Re: [agi] One grammar parser URL

Matt Mahoney Fri, 17 Nov 2006 05:16:12 -0800

YKY (Yan King Yin) <[EMAIL PROTECTED]>
wrote:+

>Statements like "all X are Y" involve variables, which are like
placeholders for other words / phrases.  Are you sure your
>neurally-based model can handle variables?  I'm under the impression
that conventional ANNs cannot handle variables.

Not easily.  It is hard for humans to reason at this abstract level, and I 
expect it to be hard for a neural model that accurately models human cognition. 
 But I think it is possible to learn substitutions such as "all X are Y" means 
"every X is Y" from many examples, e.g. "all birds have wings" means the same 
as "every bird has wings", then forming syntactic categegories for words that 
appear in the context "all X have", "have Y".  Then for a novel sentence like 
"all plants are green" you learn the associations (plants ~ X) and (green ~ Y) 
can infer "every plant is green" by the substitutions (bird ~ X ~ plant) and 
(wings ~ Y ~ green).  The abstract patterns X and Y are learned in the same 
manner as learning that novel words are nouns or verbs by their context.  They 
need not be labeled to be learned.  People don't need to know what a noun or 
verb is to form sentences.

I think algebra is learned in a similar way.  You can learn to make 
substitutions such as "3 + 5" for "5 + 3" or "X + Y" for "Y + X" by being given 
lots of examples.  Just being told the rule is not enough to learn it.  But 
this is at a fairly high level of abstraction.  Not everybody learns algebra or 
logic.

>I have thought of, and tried to implement, something like your idea;
but I abandoned that approach in favor of a logic-based one >because
logic is more expressive.  I believe that encoding structural knowledge
at the logical level is much more effective than >starting from the
bottom-up without any structural knowledge.

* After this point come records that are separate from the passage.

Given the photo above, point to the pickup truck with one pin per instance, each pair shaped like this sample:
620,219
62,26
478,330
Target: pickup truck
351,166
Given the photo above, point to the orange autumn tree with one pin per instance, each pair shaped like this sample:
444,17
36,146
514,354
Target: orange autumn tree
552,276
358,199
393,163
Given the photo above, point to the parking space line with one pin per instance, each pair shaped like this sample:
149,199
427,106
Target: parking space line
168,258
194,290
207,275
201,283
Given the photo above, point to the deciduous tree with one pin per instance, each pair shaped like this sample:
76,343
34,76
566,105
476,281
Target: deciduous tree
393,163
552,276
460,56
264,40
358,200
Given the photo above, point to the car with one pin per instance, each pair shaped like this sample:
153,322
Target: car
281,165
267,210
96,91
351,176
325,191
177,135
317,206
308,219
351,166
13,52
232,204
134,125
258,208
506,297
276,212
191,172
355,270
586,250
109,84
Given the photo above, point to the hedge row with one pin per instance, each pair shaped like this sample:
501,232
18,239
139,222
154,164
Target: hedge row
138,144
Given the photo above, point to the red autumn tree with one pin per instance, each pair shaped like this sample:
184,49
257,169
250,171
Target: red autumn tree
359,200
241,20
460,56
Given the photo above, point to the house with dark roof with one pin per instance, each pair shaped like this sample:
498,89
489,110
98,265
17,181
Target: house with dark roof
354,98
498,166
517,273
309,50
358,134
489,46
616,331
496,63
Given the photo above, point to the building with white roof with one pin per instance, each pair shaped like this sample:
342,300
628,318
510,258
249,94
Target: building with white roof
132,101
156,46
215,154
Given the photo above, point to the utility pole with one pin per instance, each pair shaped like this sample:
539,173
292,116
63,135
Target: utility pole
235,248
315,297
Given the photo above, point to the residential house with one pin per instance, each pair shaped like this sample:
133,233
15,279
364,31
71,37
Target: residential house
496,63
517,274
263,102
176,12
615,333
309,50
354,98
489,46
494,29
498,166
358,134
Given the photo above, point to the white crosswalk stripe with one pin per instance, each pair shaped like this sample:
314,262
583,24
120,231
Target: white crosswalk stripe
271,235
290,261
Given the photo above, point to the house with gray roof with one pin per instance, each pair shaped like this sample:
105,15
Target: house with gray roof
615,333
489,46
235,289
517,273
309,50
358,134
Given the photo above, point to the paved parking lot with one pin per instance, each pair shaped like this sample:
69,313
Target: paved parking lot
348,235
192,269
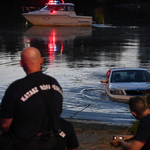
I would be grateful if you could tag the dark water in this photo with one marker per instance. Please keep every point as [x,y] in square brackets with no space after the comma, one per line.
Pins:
[78,57]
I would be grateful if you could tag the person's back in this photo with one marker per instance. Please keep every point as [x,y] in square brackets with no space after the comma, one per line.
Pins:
[23,107]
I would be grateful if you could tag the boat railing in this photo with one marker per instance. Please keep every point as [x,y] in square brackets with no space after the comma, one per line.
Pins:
[29,9]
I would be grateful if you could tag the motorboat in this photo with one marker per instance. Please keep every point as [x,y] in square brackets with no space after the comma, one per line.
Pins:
[56,38]
[56,13]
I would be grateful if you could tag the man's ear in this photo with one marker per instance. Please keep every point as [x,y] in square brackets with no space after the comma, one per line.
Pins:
[21,63]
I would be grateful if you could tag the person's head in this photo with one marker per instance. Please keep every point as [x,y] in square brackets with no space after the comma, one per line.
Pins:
[137,106]
[148,101]
[31,60]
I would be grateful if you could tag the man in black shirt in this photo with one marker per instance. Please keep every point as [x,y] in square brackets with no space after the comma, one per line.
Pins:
[23,107]
[141,141]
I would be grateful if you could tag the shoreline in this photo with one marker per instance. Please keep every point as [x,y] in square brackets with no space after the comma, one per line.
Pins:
[94,135]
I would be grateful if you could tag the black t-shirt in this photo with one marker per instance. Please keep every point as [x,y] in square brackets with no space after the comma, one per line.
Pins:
[143,133]
[23,102]
[70,141]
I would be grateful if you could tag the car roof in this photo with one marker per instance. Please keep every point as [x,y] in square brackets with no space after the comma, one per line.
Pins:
[120,69]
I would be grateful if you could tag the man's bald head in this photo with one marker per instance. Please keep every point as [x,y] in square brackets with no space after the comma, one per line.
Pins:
[31,60]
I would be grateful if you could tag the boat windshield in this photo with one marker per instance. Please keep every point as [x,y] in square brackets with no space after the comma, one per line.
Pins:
[58,8]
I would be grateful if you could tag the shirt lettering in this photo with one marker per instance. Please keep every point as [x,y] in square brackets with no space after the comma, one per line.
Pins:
[35,90]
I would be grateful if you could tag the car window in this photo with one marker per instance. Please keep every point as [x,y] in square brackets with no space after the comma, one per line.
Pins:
[130,76]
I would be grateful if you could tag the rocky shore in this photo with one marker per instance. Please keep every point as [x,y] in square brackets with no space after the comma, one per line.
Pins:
[96,136]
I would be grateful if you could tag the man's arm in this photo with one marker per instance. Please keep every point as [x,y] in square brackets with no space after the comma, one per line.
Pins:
[5,124]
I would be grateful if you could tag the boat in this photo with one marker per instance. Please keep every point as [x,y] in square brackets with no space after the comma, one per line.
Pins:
[56,13]
[56,38]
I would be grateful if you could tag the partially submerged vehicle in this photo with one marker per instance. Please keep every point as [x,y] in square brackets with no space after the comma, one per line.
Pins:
[124,83]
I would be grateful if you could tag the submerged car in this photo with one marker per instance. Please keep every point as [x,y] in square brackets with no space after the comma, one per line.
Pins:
[124,83]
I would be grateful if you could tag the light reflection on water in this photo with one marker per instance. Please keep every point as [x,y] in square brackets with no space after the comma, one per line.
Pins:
[78,58]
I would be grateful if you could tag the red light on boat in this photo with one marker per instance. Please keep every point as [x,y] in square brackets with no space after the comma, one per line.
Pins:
[53,11]
[53,2]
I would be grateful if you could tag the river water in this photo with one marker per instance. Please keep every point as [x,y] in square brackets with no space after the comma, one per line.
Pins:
[78,57]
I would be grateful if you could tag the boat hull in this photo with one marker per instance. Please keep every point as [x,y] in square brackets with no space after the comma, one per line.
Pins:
[58,20]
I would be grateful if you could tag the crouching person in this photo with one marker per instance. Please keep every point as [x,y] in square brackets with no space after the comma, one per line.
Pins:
[141,141]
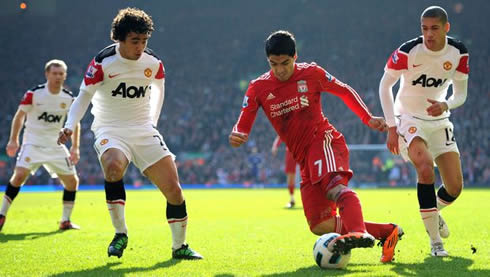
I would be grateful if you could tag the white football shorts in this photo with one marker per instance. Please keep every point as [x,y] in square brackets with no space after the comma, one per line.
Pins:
[56,160]
[143,145]
[438,134]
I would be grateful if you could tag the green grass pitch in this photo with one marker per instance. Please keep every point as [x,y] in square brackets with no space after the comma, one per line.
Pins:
[239,232]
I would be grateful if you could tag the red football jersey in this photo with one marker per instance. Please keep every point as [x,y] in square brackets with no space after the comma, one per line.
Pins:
[294,107]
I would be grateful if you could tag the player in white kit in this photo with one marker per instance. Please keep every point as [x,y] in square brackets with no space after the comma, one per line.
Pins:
[44,109]
[125,83]
[419,119]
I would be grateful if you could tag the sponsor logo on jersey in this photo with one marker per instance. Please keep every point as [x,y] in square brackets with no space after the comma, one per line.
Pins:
[394,57]
[245,102]
[284,107]
[425,81]
[50,117]
[130,91]
[447,65]
[328,76]
[302,86]
[304,101]
[91,72]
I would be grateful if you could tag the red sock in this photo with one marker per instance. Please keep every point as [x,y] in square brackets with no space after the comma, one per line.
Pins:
[378,230]
[350,212]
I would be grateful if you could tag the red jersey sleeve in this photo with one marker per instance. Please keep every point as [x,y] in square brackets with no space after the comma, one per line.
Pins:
[94,73]
[161,72]
[397,61]
[27,99]
[348,95]
[249,112]
[464,66]
[26,102]
[277,142]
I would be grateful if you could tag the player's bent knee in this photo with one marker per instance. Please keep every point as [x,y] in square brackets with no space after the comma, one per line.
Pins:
[454,190]
[114,171]
[334,193]
[425,172]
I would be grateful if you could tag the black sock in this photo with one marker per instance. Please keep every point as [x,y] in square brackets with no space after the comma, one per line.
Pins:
[69,196]
[426,196]
[442,194]
[115,190]
[12,191]
[176,211]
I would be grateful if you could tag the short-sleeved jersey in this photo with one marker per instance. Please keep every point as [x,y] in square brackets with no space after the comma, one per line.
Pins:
[426,74]
[45,114]
[294,107]
[122,87]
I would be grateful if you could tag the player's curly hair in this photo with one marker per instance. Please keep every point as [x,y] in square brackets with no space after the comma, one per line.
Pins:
[280,43]
[435,12]
[130,20]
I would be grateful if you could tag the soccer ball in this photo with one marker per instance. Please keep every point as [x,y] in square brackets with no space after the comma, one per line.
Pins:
[324,258]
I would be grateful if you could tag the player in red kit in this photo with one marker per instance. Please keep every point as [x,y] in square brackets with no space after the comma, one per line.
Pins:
[290,95]
[289,169]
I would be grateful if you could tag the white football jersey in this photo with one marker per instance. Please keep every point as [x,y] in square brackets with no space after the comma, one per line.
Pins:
[426,74]
[45,113]
[121,87]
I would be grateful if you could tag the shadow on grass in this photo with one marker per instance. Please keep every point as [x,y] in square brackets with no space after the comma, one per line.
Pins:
[26,236]
[107,270]
[432,266]
[315,271]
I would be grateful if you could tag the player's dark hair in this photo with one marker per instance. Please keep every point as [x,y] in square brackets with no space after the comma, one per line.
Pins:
[280,43]
[130,20]
[435,12]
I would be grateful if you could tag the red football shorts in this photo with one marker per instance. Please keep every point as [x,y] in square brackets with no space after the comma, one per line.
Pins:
[290,163]
[325,166]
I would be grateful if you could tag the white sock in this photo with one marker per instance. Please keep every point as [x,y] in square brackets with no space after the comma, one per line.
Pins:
[67,210]
[5,205]
[116,210]
[178,228]
[430,217]
[441,204]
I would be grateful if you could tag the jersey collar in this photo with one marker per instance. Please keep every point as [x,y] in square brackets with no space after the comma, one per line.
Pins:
[434,53]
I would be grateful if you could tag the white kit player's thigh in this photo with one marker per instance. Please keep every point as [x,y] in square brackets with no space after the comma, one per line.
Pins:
[409,128]
[107,140]
[442,139]
[149,149]
[29,157]
[59,162]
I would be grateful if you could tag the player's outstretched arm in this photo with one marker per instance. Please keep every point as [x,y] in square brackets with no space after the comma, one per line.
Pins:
[236,139]
[378,123]
[64,135]
[75,146]
[17,122]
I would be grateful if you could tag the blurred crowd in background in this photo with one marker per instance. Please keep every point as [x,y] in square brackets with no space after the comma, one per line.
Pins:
[211,51]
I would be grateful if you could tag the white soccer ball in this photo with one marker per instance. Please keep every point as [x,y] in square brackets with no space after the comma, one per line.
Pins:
[324,258]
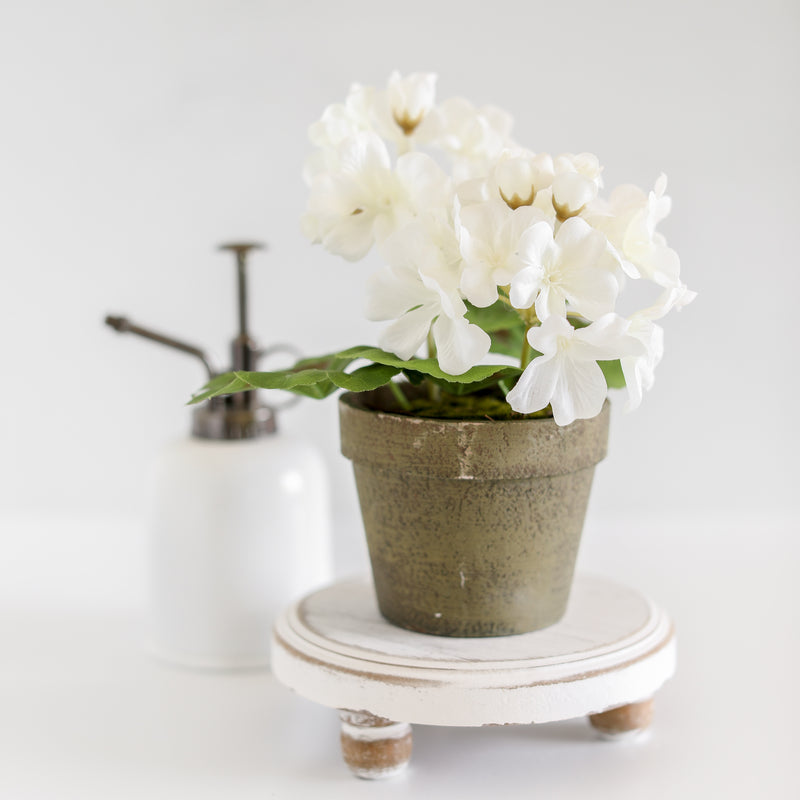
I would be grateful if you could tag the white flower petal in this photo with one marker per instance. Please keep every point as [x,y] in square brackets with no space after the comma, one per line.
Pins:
[406,335]
[525,287]
[580,391]
[459,344]
[536,385]
[393,291]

Logic is certainly more efficient, but I don't think you can solve the natural 
language interface problem that way.  I did some rough calculations on the 
speed of the neural approach.  I have estimated the size of a language model to 
be about 10^9 bits, equivalent to to 1 GB of text.  (A couple of people posted 
that they have read 1000 books, a few hundred MB, so I think this is about 
right.  I don't think anyone has read 10,000 books).  To store 10^9 bits, a 
neural network needs 10^9 connections.  To train this network on 1 GB takes 
about 10^9 training cycles.  This is a total of 10^18 operations.  Modern 
processors can compute about 10^10 multiply-add operations per second.  (I have 
written neural network code (paq7asm.asm) in MMX assember, which is 8 times 
faster than optimized C code.  You can multiply-accumulate 4 16-bit signed 
integers in one clock cycle).  So training the network will take about 10^8 
seconds, or 3 years on a PC.  (This would still be an order of magnitude faster 
than humans learn language).

I could speed this up by a factor of 100 by reducing the data set size to 10^8, 
but I don't think this could demonstrate learning abstract concepts such as 
algebra or logic.  Children are exposed to about 20,000 words per day, so 10^8 
would be equivalent to about age 3.  This is about the current state of the art 
in statistical language modeling.

I could also speed it up by running it in parallel on a network.  The neural 
network would have to be densely connected to allow learning aribtrarily 
complex patterns.  I estimate about 10^5 neurons with 10^4 connections each, 
allowing roughly 10^5 learned patterns or concepts in 10 layers, although it 
would not be a strictly layered feedforward architecture.  In a distributed 
computation, the 10^5 neuron states would have to be broadcast to the other 
processors each training/test cycle.  I think this could be done over an 
Ethernet with hundreds or thousands of PCs.  But I don't have access to that 
kind of hardware.

The other thing I can do is optimize the archtecture to reduce unneeded 
connections and unnecessary computation.  For instance, since I am simulating 
an asynchronous network, some neurons would have slow response times and not 
need to be updated every cycle.  Of course this requires lots of 
experimentation, and the experiments take a long time.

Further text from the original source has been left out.